User:Fpetkovski/GSOC 2013 Application - Improving the lexical selection module

From Apertium
Jump to navigation Jump to search

The lexical selection module in Apertium is currently a prototype. There are many optimisations that could be made to make it faster and more efficient. There are a number of scripts which can be used for learning lexical-selection rules, but the scripts are not particularly well written. Part of the task will be to rewrite the scripts taking into account all possible corner cases.

The project idea is located here here.

Personal Info

First name: Filip
Last name: Petkovski
email: filip.petkovsky@gmail.com
fpetkovski on IRC: #apertium

Why are you interested in machine translation ?
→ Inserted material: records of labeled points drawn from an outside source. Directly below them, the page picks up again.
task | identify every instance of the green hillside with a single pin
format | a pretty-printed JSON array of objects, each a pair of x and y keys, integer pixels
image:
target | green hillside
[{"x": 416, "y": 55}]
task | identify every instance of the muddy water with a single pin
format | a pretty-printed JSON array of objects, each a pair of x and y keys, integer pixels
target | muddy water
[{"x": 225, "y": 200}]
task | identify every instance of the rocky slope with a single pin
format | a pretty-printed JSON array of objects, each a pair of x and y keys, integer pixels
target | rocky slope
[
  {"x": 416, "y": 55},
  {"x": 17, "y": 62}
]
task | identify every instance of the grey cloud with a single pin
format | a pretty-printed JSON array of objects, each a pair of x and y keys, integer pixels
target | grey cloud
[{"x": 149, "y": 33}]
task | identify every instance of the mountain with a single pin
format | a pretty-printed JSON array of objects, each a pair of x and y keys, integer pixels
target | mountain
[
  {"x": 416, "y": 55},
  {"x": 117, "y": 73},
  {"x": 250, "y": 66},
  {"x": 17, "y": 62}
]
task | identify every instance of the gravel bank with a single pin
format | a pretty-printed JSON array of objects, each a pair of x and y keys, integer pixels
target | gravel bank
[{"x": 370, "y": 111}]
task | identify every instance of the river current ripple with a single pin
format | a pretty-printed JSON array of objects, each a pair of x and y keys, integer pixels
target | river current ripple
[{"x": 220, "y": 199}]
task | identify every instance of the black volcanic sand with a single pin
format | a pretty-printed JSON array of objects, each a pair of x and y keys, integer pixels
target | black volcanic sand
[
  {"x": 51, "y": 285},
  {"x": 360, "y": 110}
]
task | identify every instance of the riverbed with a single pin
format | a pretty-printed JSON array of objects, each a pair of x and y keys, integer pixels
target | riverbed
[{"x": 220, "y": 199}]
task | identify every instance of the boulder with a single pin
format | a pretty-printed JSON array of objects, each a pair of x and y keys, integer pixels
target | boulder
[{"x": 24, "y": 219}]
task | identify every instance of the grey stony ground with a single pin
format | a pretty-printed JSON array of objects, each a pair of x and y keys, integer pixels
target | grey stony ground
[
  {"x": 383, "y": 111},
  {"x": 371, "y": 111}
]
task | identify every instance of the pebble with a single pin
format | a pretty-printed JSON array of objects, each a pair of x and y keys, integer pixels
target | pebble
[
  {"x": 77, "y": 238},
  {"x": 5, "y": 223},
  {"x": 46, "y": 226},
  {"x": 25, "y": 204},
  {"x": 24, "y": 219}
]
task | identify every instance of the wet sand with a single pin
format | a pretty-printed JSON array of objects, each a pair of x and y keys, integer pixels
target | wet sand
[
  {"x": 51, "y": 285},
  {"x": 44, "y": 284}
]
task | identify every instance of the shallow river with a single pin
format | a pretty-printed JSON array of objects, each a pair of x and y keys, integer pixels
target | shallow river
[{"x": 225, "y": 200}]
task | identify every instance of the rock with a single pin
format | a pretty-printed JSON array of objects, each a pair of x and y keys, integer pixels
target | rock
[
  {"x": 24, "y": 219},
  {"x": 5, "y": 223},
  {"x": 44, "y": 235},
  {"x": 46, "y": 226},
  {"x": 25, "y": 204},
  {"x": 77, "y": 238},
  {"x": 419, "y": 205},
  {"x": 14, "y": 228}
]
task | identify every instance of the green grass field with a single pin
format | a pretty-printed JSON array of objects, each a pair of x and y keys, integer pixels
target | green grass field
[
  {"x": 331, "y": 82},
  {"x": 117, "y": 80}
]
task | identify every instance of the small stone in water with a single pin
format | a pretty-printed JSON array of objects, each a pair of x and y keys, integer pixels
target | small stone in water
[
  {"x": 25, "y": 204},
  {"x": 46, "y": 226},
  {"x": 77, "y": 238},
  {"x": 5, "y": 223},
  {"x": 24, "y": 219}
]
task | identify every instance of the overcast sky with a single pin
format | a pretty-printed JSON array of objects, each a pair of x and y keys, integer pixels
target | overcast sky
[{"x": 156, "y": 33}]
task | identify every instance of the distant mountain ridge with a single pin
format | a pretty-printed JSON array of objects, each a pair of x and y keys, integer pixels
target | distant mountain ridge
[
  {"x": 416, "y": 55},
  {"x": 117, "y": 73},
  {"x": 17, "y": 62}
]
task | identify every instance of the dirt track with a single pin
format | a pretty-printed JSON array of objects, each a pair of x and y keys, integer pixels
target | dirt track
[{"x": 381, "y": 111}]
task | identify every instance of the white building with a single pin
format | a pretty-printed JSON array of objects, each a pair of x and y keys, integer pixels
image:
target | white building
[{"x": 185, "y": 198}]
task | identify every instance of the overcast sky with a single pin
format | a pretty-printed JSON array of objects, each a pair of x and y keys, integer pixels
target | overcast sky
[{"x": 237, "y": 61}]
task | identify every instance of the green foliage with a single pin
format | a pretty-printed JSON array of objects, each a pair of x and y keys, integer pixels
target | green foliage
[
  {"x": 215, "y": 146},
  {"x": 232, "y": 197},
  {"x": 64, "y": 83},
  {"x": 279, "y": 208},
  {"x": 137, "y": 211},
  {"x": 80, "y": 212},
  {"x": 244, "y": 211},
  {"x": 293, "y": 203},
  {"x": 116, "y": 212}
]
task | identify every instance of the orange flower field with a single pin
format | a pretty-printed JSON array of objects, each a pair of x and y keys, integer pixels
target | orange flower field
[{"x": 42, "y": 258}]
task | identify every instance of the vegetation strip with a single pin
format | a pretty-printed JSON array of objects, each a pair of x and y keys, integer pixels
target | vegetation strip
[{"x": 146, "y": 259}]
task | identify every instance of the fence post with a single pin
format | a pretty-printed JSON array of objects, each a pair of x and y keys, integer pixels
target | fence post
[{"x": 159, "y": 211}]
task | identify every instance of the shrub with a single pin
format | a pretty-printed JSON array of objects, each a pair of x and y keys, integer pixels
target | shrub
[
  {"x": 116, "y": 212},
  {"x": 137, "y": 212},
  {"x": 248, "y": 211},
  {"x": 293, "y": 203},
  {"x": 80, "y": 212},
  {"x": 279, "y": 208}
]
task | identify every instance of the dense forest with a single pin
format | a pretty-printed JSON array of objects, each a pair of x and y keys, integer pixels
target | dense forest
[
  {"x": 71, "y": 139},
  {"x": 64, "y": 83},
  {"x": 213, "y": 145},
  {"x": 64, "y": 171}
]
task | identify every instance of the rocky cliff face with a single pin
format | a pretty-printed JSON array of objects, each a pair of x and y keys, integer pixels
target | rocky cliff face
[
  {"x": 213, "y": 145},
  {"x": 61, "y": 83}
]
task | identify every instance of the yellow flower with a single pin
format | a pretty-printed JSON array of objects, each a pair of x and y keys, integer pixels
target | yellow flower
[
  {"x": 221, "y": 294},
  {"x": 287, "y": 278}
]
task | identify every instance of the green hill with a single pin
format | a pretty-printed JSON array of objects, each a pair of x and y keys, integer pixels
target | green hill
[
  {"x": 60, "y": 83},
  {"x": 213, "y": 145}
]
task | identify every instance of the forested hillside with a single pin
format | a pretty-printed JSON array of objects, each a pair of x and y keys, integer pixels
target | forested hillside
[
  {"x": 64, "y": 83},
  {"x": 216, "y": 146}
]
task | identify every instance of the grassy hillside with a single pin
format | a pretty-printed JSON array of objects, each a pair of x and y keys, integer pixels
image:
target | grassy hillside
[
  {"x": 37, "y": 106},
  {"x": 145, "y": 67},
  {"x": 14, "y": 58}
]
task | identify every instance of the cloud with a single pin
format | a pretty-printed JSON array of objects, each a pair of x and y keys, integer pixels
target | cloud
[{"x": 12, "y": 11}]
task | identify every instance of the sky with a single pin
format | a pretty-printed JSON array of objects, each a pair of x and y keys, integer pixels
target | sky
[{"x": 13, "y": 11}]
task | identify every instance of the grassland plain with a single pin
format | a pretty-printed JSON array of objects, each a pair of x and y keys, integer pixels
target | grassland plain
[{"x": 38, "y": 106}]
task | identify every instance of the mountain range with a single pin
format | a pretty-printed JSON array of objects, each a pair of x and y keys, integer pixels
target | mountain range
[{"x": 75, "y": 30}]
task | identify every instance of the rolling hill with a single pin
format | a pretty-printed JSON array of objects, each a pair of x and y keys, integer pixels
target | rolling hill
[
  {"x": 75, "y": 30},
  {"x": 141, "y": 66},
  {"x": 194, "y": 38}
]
Machine translation can be thought of as one of the greatest challenges in natural language processing. It is the single most useful application of NLP and building a good MT system requires a blend of numerous different techniques from both computer science and linguistics.

Why is it that you are interested in the Apertium project?

Apertium is a great project. It is obvious that a ton of work has been put into both developing the platform and creating the language resources. Apertium is a nice blend between rule based and corpus based machine translation. It also allows me to easily work with my native language, as well as with other closely related languages from the Slavic language group.

Why should Google and Apertium sponsor it?

Lexical selection is the task of deciding which word to use in a given context. A good lexical selection module can significantly increase translation quality, and give machine translation a more human-like feel.

Which of the published tasks are you interested in? What do you plan to do?

I'm interested in Improving the lexical selection module.

I intend to improve the existing scripts and programs, and merge them into a release-ready package. I also intend to extend the existing functionality of the module.

Work already done

  • Generate lexical selection rules for the sh-mk language pair (submitted on svn)
  • Generate additional bidix entries for the sh-mk language pair (submitted on svn)
  • Last GSoC's participant (Corpus based feature transfer)

Work to do

TODO list:

  • Merge the four different implementations of irstlm_ranker into a single implementation
  • Move lex-learner to lex-tools
  • Script/program for finding possibly missing bidix entries from an aligned parallel corpus.
  • Do proper processing of tags in all scripts.
  • Remove unused and redundant scripts.
  • Work on a way to trim non-significant features from the maximum-entropy models.
  • Rewrite the LRXProcessor::processME and LRXProcessor::process methods so that they share more code and are more modularised. Having a 650 line method is not the right thing.
  • Make sure that capitalisation, any tag and any character work as expected.
  • Ensure that all scripts process escaped characters correctly, e.g. ^ \ / $ < >

make sure that <match lemma="*" tags="*"/> works the same as <match/>

  • Update the instructions on the wiki

Skills, qualifications and field of study

I am a Graduate student of Computer Science, holding a Bachelor's degree in Computing. I have an excellent knowledge of Java and C#, and I'm fairly comfortable with C/C++ and scripting languages.


Machine learning is one of my strongest skills. I have worked on quite a few ML projects involving named entity relation extraction, news articles classification, image based gender classification and real time vehicle detection. I have experience with building and optimising a model, feature selection and feature extraction for classification. I did my bachelor thesis in the field of computer vision, and my master thesis is in the field of natural language processing.

I have also taken part in last year's GSoC, and have in addition worked on the sh-mk and sh-en language pairs.

Non-GSoC activities

My Master's thesis is due 28.6 but I intend to focus on it intensively before the coding period starts (27.5).

I also might be moving to the United States for a few months as a part of a work and travel programme, so I might be offline for a couple of days around 10.6.